Manukyan Narine, Eppstein Margaret J, Horbar Jeffrey D
Department of Computer Science, University of Vermont, Burlington, VT 05401, USA.
Department of Pediatrics, University of Vermont, Burlington, VT 05405, USA, and Vermont Oxford Network, Burlington, VT 05401, USA.
IEEE Access. 2013 Aug 28;1:545-557. doi: 10.1109/ACCESS.2013.2280086.

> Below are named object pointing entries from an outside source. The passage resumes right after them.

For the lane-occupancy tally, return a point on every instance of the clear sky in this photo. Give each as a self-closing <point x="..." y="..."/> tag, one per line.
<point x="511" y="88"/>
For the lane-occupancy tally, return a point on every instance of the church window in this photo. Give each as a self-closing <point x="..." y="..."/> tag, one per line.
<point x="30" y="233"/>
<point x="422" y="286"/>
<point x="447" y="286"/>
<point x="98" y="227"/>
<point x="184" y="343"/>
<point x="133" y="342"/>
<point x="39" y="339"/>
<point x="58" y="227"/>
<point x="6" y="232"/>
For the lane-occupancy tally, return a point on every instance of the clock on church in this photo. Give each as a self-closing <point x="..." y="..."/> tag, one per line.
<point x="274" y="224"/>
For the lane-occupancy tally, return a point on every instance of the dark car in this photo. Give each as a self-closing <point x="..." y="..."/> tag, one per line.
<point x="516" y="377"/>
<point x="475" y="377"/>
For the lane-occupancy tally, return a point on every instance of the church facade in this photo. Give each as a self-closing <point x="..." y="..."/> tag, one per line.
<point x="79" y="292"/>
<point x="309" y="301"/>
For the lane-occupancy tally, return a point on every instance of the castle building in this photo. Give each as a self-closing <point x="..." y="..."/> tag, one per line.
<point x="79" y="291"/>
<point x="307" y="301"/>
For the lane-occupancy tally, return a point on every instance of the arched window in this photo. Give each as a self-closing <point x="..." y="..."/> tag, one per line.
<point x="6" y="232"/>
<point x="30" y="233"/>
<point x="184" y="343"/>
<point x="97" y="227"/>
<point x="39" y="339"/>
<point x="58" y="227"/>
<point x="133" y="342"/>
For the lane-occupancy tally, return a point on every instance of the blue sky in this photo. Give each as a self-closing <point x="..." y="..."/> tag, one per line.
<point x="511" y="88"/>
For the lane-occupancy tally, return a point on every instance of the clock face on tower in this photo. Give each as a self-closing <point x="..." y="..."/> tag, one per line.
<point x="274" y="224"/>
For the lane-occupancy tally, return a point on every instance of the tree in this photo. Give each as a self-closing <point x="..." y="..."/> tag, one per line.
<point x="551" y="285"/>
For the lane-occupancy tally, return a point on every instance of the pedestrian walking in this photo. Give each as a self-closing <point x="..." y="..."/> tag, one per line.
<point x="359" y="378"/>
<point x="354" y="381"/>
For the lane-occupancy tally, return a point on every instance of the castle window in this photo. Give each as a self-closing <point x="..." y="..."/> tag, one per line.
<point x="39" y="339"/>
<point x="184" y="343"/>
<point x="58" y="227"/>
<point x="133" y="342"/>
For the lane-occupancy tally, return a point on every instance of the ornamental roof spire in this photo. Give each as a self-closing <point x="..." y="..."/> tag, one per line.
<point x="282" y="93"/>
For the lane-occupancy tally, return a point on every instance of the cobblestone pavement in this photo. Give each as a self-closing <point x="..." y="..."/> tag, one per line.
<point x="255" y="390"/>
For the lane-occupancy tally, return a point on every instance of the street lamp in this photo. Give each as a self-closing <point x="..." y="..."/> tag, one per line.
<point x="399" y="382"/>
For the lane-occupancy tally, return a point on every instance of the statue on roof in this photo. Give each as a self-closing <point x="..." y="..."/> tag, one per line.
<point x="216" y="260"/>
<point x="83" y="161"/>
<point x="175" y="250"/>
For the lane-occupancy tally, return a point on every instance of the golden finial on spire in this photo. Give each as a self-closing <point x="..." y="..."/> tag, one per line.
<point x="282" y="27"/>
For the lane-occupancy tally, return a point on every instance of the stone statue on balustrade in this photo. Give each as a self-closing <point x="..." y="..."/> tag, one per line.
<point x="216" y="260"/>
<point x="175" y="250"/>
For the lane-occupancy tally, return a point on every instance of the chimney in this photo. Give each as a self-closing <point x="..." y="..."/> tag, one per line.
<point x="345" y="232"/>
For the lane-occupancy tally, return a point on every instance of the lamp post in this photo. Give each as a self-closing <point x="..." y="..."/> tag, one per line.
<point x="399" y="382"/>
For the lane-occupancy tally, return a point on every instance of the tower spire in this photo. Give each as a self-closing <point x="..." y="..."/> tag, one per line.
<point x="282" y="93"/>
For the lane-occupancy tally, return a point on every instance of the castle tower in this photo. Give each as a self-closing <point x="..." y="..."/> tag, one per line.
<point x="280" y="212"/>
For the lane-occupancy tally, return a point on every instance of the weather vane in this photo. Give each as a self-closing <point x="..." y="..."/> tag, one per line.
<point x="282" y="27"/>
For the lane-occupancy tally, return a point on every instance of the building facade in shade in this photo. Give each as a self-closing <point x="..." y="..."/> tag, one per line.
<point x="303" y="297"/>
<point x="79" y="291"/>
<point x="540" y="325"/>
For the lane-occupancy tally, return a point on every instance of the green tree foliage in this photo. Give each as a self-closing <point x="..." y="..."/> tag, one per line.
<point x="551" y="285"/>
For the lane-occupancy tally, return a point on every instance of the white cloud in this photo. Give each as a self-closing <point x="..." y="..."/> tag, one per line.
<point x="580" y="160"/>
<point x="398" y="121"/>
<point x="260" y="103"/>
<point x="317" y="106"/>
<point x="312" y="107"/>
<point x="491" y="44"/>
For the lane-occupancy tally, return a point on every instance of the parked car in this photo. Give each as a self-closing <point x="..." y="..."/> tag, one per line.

In organized healthcare quality improvement collaboratives (QICs), teams of practitioners from different hospitals exchange information on clinical practices with the aim of improving health outcomes at their own institutions. However, what works in one hospital may not work in others with different local contexts because of nonlinear interactions among various demographics, treatments, and practices. In previous studies of collaborations where the goal is a collective problem solving, teams of diverse individuals have been shown to outperform teams of similar individuals. However, when the purpose of collaboration is knowledge diffusion in complex environments, it is not clear whether team diversity will help or hinder effective learning. In this paper, we first use an agent-based model of QICs to show that teams comprising similar individuals outperform those with more diverse individuals under nearly all conditions, and that this advantage increases with the complexity of the landscape and level of noise in assessing performance. Examination of data from a network of real hospitals provides encouraging evidence of a high degree of similarity in clinical practices, especially within teams of hospitals engaging in QIC teams. However, our model also suggests that groups of similar hospitals could benefit from larger teams and more open sharing of details on clinical outcomes than is currently the norm. To facilitate this, we propose a secure virtual collaboration system that would allow hospitals to efficiently identify potentially better practices in use at other institutions similar to theirs without any institutions having to sacrifice the privacy of their own data. Our results may also have implications for other types of data-driven diffusive learning such as in personalized medicine and evolutionary search in noisy, complex combinatorial optimization problems.
在有组织的医疗质量改进协作组织(QICs)中,来自不同医院的从业者团队就临床实践交流信息,目的是改善各自机构的健康状况。然而,由于不同人口统计学特征、治疗方法和实践之间存在非线性相互作用,在一家医院行之有效的方法在其他具有不同当地情况的医院可能并不适用。在以往旨在共同解决问题的协作研究中,由不同个体组成的团队表现优于由相似个体组成的团队。然而,当协作目的是在复杂环境中进行知识传播时,团队多样性是否会有助于或阻碍有效学习尚不清楚。在本文中,我们首先使用基于代理的QIC模型表明,在几乎所有情况下,由相似个体组成的团队比个体差异更大的团队表现更好,并且这种优势会随着环境复杂性和绩效评估中的噪声水平而增加。对一个真实医院网络的数据检查提供了令人鼓舞的证据,表明临床实践存在高度相似性,尤其是在参与QIC团队的医院团队内部。然而,我们的模型还表明,相似医院组成的群体可以从更大的团队以及比目前惯例更开放地分享临床结果细节中受益。为了促进这一点,我们提出了一个安全的虚拟协作系统,该系统将允许医院高效地识别在与其类似的其他机构中可能正在使用的更好实践,而无需任何机构牺牲自身数据的隐私性。我们的结果可能也对其他类型的数据驱动扩散学习有影响,比如个性化医疗以及在嘈杂、复杂的组合优化问题中的进化搜索。